Human organ failure due to high blood sugar is considered a chronic disease. Early prediction might reduce or prevent complications due to such disorders, especially with recent machine-learning improvement techniques and the availability of electronic data from different sources. The number of diabetic patients roughly increased and may reach more than 600 million by twenty years. Transforming data into valuable and helpful information is an effort for researchers to improve the performance of ML techniques. This paper applies several types of sampling to predict 1000 samples with attributes and three diabetes class types (Random Forest tree, Hoeffding tree, LWL, NB updatable, and support vector Machine).

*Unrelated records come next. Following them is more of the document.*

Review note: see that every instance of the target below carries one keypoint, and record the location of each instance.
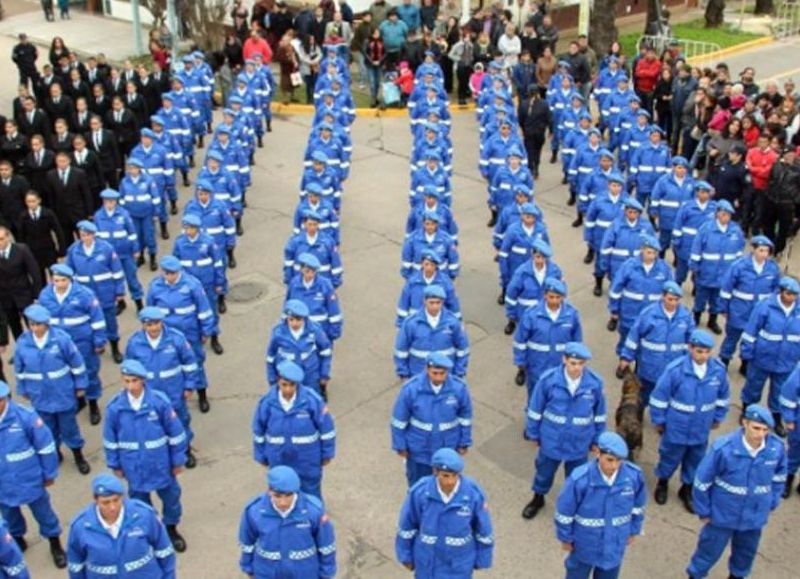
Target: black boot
(94, 413)
(80, 462)
(115, 353)
(57, 552)
(713, 325)
(685, 494)
(202, 401)
(533, 507)
(662, 488)
(178, 542)
(598, 286)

This paper focused on most parameters that affected overall prediction accuracy. ML performances have been measured depending on the accuracy and mean absolute error for several cross-validation values before Feature reduction and after feature minimization by applying feature selection methods. It shows that Gender, Age, Blood Sugar Level (HbA1c), Triglycerides (TG), and Body Mass Index (BMI) are the most impact attributes applied. It is also shown that the Random Forest tree was the best method (97.7 and 98.6 %) with and without feature minimization, respectively, but it has a higher performance by omitting some unbalanced features from the diabetic dataset. Weight minimization has also been applied to techniques like SVM to obtain a better-searching plane and a robust model. In addition, this study specifies which parameters have weight minimization with the required analysis. Also, the feature selection method was applied to gain memory and reduce time.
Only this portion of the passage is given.